Fest steht, daß neben der englischsprachigen Lehre die Forschung ein zentraler Gesichtspunkt des Projekts ist. Doch vorrangiges Ziel ist zunächst der Erfolg beim „Kunden“: Angestrebt werden bis zum Jahr 2005 rund 1200 Studenten. „Kurzbewerbungen und Lebensläufe sind schon willkommen“, so Ziegler-Jöns.
Obwohl die genauen Fächer noch gar nicht feststehen, flatterten allein in der ersten Woche nach der offiziellen Gründung gleich über 50 Studienplatz-Bewerbungen ins Haus.
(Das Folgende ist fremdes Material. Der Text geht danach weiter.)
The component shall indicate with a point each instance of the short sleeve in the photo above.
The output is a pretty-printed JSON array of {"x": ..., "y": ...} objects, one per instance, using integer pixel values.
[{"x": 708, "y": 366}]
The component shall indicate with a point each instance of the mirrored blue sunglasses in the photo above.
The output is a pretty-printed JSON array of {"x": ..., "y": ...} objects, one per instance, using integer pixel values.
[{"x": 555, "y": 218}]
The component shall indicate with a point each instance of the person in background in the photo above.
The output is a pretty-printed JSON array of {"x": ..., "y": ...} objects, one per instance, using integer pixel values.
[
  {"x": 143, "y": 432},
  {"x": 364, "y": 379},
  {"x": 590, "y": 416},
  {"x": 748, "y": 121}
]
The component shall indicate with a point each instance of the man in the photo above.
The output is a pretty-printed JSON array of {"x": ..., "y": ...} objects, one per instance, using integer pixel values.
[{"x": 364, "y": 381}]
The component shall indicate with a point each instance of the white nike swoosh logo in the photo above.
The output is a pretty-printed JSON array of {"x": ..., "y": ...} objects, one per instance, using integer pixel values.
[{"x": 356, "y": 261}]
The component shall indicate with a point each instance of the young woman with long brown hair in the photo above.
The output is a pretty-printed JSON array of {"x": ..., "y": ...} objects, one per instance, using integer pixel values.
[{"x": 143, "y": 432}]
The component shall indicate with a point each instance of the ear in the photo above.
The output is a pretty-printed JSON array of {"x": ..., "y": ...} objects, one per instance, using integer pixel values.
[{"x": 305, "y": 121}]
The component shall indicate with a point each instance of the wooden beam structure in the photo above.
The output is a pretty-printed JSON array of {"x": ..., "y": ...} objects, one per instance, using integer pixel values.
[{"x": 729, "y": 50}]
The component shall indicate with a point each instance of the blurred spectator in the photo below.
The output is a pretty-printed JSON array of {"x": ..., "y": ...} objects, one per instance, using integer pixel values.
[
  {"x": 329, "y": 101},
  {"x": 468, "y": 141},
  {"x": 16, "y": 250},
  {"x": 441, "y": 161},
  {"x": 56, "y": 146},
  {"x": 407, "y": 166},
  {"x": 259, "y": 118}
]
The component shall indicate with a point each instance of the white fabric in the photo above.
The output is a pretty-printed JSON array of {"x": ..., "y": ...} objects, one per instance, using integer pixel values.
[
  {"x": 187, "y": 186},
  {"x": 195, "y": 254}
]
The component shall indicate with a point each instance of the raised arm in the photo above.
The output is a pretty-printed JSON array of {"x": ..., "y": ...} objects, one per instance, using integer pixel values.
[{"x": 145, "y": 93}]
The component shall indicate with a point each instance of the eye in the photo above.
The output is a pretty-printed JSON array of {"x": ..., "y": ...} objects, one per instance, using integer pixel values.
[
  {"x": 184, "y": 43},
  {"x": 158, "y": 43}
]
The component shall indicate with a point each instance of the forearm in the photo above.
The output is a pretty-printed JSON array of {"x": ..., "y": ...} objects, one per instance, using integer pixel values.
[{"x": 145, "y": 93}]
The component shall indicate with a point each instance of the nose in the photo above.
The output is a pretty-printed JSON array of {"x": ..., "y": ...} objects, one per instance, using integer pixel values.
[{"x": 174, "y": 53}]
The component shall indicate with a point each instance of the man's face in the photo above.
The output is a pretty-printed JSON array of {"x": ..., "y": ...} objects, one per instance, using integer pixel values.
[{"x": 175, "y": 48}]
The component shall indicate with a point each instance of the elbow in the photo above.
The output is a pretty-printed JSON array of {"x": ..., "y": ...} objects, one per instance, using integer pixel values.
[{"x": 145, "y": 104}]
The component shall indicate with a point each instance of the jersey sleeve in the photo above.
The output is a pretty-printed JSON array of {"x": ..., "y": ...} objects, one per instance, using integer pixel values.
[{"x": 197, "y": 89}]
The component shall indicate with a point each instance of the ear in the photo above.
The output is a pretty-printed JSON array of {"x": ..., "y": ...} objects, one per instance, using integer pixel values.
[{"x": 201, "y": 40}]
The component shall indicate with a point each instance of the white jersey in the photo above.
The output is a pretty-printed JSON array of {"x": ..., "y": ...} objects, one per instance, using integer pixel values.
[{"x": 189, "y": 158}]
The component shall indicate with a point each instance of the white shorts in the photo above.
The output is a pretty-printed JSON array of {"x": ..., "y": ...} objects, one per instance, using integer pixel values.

Zudem meldeten sich spontan Interessenten für Verwaltung und Betrieb der Uni. „Es ist eben eine nette Innovation für Europa“, so Wells, „und die Leute wollen daran teilnehmen.“
Dabei lassen sich die Studierenden von morgen offensichtlich auch nicht von geplanten Studiengebühren schrecken, die die IUB neben dem Stiftungskapital maßgeblich mitfinanzieren sollen. Wie hoch die Erwartungen an die Industrie sind, zeigt allein Wells Blick nach Harvard: Dort werden pro Jahr 500 Mio. Dollar Spenden eingetrieben. Von leeren Staatskassen sei dort keine Rede. „Das Netzwerk, das man dazu braucht, ist erlernbar“, macht der Amerikaner Mut.
Als nächstes steht die Suche nach zwei international renommierten Dekanen auf dem Plan. „Sobald sie feststehen, werden beide umgehend über die genaue Fächerauswahl entscheiden, die Fakultäten rekrutieren und die Curricula aufbauen“, so Wells optimistisch. Denn schließlich kauft kein noch so interessierter Student die „Katze im Sack“.
ANDREAS LEIMBACH
Auf dem Gelände einer Kaserne will die International University Bremen im kommenden Jahr den Lehrbetrieb aufnehmen.
Sie werfen ihre Kontakte für die neue Bremer Privat-Uni in die Waagschale: Lothar Späth, Chef von Jenoptik und Mitglied des Aufsichtsrats der IUB, Gründungspräsident Fritz Schaumann, früher Staatssekretär im Bonner Wissenschaftsministerium, und Professor Reimar Lüst, Präsident der Humboldt-Stiftung und Vorsitzender des Board of Governors.